93. The task facing the managing judge in England would, I predict, be akin to trying to build a house of cards in a wind tunnel.
Such trenchant criticism pointed to the likely disposal of the case. However the judge went onto record some other factors which are of interest:
116. On the face of it, these factors might lead the casual observer to wonder what perceived advantages could lure 202,600 claimants into agreeing to participate in proceedings in England. The defendants claim that much of their enthusiasm is likely to have been kindled by misunderstandings arising from over-optimistic claims made either by their solicitors or those purporting to speak on their behalf.
117. It has been reported, for example, that suggestions have been made that awards of damages will be very much more generous in England than in Brazil. This is notwithstanding the fact that the damages would, in fact, be calculated here by the application of Brazilian law. It has also been said that, conveniently, the English judge would come to sit in a hotel in Minas Gerais to hear evidence from claimants and witnesses when, as an encroachment on national sovereignty, this is simply not permissible under Brazilian law.
And then tongue, firmly in cheek, he referenced the urban myth that claimants tend to do rather better in the Republic of Liverpool, than they do elsewhere in the jurisdiction:
118. It has even been suggested (but on what possible basis I know not) that, in general, claimants are likely to get a more sympathetic hearing in Liverpool than in London.

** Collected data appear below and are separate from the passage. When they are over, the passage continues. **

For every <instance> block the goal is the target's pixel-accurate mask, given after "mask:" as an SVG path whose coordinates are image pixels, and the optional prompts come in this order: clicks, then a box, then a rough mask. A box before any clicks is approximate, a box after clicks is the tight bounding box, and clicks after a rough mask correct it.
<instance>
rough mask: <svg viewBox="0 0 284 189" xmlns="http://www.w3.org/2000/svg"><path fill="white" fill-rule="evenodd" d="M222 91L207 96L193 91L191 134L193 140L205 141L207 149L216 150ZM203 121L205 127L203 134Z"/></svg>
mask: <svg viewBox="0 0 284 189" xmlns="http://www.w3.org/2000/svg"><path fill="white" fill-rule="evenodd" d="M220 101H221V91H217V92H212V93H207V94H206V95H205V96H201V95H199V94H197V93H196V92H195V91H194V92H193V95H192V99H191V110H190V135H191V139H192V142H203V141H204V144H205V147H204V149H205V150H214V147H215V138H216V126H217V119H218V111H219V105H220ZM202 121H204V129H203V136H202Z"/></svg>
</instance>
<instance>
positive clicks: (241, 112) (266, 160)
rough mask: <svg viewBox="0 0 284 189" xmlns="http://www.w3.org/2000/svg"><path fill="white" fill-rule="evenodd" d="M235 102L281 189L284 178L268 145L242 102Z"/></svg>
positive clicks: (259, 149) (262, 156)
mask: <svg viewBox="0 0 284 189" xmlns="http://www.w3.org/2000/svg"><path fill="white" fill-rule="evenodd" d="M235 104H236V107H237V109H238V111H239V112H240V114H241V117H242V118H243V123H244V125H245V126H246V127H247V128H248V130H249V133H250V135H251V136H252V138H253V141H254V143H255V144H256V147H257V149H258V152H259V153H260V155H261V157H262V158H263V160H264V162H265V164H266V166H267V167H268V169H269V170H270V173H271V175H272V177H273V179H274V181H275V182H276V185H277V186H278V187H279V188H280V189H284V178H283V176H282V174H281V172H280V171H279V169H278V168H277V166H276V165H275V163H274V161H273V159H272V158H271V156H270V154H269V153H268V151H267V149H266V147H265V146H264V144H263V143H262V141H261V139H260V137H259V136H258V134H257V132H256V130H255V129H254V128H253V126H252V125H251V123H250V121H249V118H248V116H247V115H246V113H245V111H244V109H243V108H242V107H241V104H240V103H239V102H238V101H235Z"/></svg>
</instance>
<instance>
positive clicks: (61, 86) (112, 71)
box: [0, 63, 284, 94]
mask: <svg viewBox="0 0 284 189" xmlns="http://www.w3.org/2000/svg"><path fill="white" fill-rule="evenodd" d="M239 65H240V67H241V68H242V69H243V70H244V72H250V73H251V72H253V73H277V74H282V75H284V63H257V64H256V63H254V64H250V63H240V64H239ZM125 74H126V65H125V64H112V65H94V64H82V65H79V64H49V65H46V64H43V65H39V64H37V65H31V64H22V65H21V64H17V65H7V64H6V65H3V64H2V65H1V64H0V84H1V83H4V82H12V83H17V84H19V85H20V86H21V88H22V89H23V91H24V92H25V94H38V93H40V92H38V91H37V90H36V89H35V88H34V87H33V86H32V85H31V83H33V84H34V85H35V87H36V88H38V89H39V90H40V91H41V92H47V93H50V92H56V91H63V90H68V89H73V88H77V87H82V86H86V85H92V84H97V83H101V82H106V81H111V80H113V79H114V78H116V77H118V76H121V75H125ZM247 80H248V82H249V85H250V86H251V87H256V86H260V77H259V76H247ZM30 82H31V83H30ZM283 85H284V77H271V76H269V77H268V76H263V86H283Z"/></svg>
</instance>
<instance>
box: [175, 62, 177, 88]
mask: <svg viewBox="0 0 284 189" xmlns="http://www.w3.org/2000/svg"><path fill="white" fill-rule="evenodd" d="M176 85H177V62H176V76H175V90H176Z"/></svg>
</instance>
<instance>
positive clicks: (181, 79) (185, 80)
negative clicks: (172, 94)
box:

The claims, more than 200,000 of them, were then struck out.
120. It follows that I am satisfied that it has been clearly proved that these claims amount to an abuse of the process of the court. In the words of Lord Bingham in Barker, they amount to “a use of the court process for a purpose or in a way which is significantly different from the ordinary and proper use of the court process”.
The case has a number of lessons or practice points for the interested lawyer, contemplating large scale environmental litigation. The first point is that there is no benefit to be derived from coming late to the party. Once litigation had been embarked upon in Brazil, and was at an advanced stage, the rationale for starting another tranche of litigation in England and Wales was undermined, fatally so, in this case. Ideally a law firm wants to have sole control of the litigation, but at the very least there must be only one set of proceedings.
The second point, is, as per the Mau Mau case I have discussed elsewhere on this blog, the practical problems of running international litigation cannot be underestimated. Leaving aside the issue of abuse of process, the judgment notes that an extraordinary figure of tens of thousands of claimants, having signed up to the action, had actually changed their minds or otherwise parted company with their legal representatives. There can be little doubt that the geographical disconnect will have played a part in this, as well as the difficulties of communicating with clients who will have no grasp of English.
The final point however, is to note the fatal lure of this case was its potential profitability, which goes a long way to explain the vigour with which it was prosecuted. The damages would have run into billions of pounds. The claimant’s lawyers were reported as having a 30% stake in that sum, as their share for their fees. When the case was struck out, the defendant’s own costs exceeded £16 million, and an interim payment of £8 million was ordered. There is no more bitter exercise in life, than considering what might have been.